By becoming deeply aware of our mortality, we intensify our experience of every aspect of life– Robert Greene
Two weeks ago my husband’s oldest friend lost his mother. To understand this particular friend and by extension, friendship circle, you must imagine the most loving and loyal people in your own life. Then and only then can you understand and empathize with the closeness and camaraderie of this circle. The realness and kindness within this friendship group has taken my breath away on more than one occasion, and I continue to be thankful I inherited such a loving and loyal bunch via marriage. They’re our people for problems, celebrations, ordinary occasions, and soul shaking experiences. Therefore, the loss of a parent is a call to gather and support while wading into the deep waters of grief with one another.
Death does something to us that is painfully beautiful, which is allow us the opportunity to gratefully acknowledge the brevity of breath. It also calls upon us to examine the path we’re on and the maps we’re following. In short, are we living the life we desire?
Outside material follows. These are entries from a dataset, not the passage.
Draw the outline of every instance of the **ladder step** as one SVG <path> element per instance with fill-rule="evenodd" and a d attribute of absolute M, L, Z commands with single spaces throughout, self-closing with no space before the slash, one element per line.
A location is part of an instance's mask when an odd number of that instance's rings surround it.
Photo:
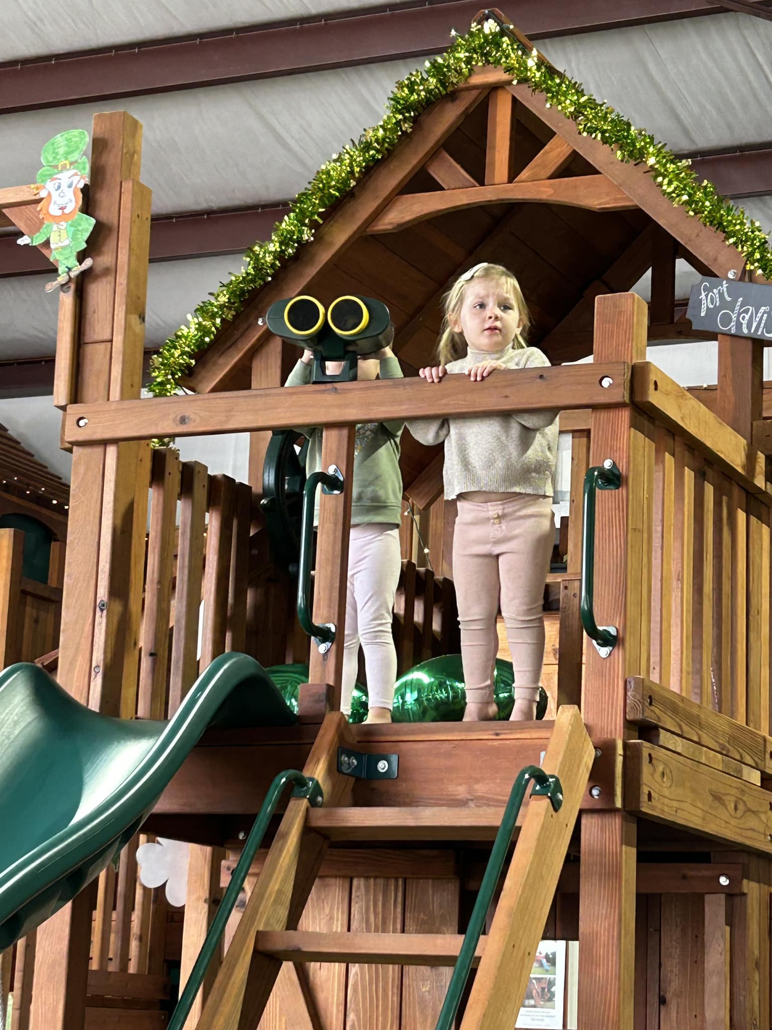
<path fill-rule="evenodd" d="M 316 930 L 261 930 L 254 950 L 283 962 L 360 962 L 372 965 L 453 966 L 463 942 L 460 933 L 323 933 Z M 485 950 L 480 938 L 475 965 Z"/>
<path fill-rule="evenodd" d="M 330 840 L 492 840 L 503 808 L 309 809 L 307 825 Z"/>

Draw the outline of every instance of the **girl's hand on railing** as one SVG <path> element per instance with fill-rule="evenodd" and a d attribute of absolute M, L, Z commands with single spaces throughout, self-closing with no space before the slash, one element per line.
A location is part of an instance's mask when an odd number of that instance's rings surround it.
<path fill-rule="evenodd" d="M 466 375 L 469 377 L 471 382 L 480 382 L 489 376 L 491 372 L 495 372 L 496 369 L 505 369 L 506 366 L 502 365 L 500 362 L 478 362 L 477 365 L 467 371 Z"/>
<path fill-rule="evenodd" d="M 418 374 L 427 383 L 438 383 L 448 371 L 444 365 L 427 365 L 425 369 L 419 369 Z"/>

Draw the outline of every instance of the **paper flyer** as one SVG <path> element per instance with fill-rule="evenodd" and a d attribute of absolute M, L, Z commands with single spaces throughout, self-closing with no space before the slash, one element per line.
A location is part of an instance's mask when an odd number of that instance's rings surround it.
<path fill-rule="evenodd" d="M 565 940 L 541 940 L 528 977 L 518 1030 L 563 1030 Z"/>

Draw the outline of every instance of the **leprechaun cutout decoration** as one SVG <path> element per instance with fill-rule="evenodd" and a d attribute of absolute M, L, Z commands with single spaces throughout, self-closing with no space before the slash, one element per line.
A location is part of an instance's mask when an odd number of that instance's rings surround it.
<path fill-rule="evenodd" d="M 89 145 L 89 133 L 70 129 L 49 139 L 40 151 L 43 167 L 37 173 L 37 190 L 42 198 L 38 213 L 43 222 L 39 233 L 16 240 L 22 246 L 38 246 L 48 240 L 50 260 L 59 276 L 45 284 L 50 293 L 58 286 L 66 293 L 70 280 L 91 268 L 91 258 L 78 261 L 78 251 L 85 247 L 89 234 L 96 225 L 94 218 L 80 210 L 80 187 L 89 181 L 89 159 L 83 151 Z"/>

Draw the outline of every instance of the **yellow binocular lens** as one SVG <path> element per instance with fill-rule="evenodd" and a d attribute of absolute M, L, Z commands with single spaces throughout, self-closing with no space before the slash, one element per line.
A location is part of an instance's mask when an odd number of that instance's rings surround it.
<path fill-rule="evenodd" d="M 324 324 L 324 315 L 315 297 L 293 297 L 284 309 L 284 321 L 295 336 L 314 336 Z"/>
<path fill-rule="evenodd" d="M 338 336 L 355 336 L 367 328 L 370 311 L 358 297 L 339 297 L 329 305 L 327 321 Z"/>

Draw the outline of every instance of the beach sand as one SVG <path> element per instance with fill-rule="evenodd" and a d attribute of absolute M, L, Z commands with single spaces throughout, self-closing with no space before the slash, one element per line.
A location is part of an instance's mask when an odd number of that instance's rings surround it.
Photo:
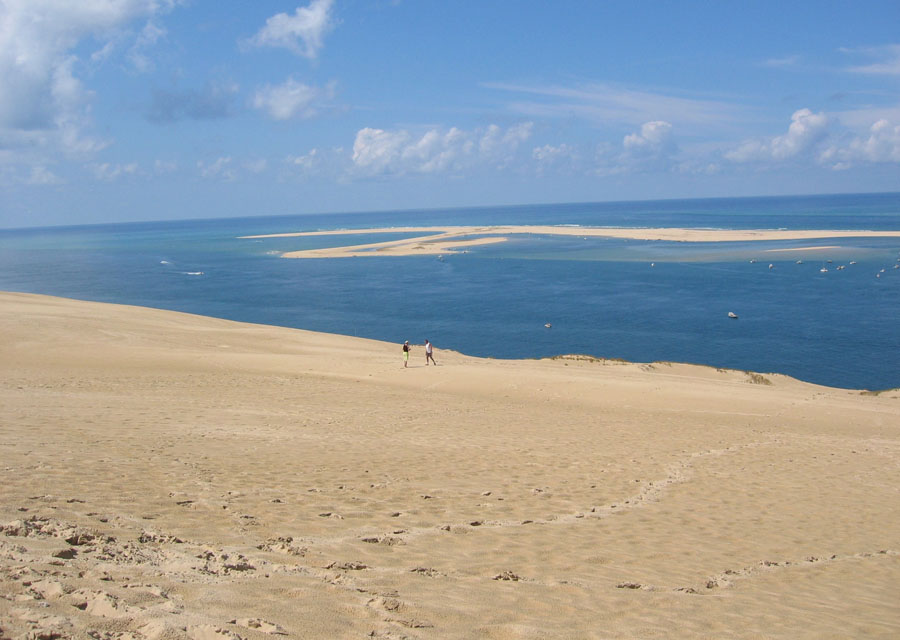
<path fill-rule="evenodd" d="M 0 294 L 0 637 L 900 636 L 900 392 L 435 346 Z"/>
<path fill-rule="evenodd" d="M 819 240 L 823 238 L 891 238 L 900 231 L 836 231 L 784 229 L 682 229 L 633 227 L 556 227 L 551 225 L 507 225 L 482 227 L 381 227 L 331 231 L 298 231 L 241 236 L 242 239 L 292 238 L 302 236 L 334 236 L 356 234 L 405 233 L 425 234 L 402 240 L 368 244 L 287 251 L 283 258 L 358 258 L 365 256 L 440 255 L 466 251 L 470 247 L 504 242 L 510 235 L 557 235 L 583 238 L 627 238 L 669 242 L 749 242 L 762 240 Z M 476 237 L 471 237 L 476 236 Z M 815 249 L 817 247 L 802 247 Z M 833 247 L 829 247 L 833 248 Z"/>

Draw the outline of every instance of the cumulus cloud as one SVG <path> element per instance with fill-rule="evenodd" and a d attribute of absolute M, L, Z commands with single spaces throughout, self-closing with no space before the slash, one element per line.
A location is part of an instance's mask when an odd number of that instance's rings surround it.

I’ve spent the past several days reminding myself that tomorrow is not promised. It’s an incredibly challenging concept to accept and adapt to, especially because so much of life is centered upon the surface but necessary hustle and bustle business. So, how should we live? I’m not an expert in this arena, but I’m going with the gut response here, which is fiercely and lovingly. Essentially, I’m embracing Erma Bombeck’s stance with these words, “When I stand before God at the end of my life, I would hope that I would not have a single bit of talent left but could say I’ve used everything you gave me.”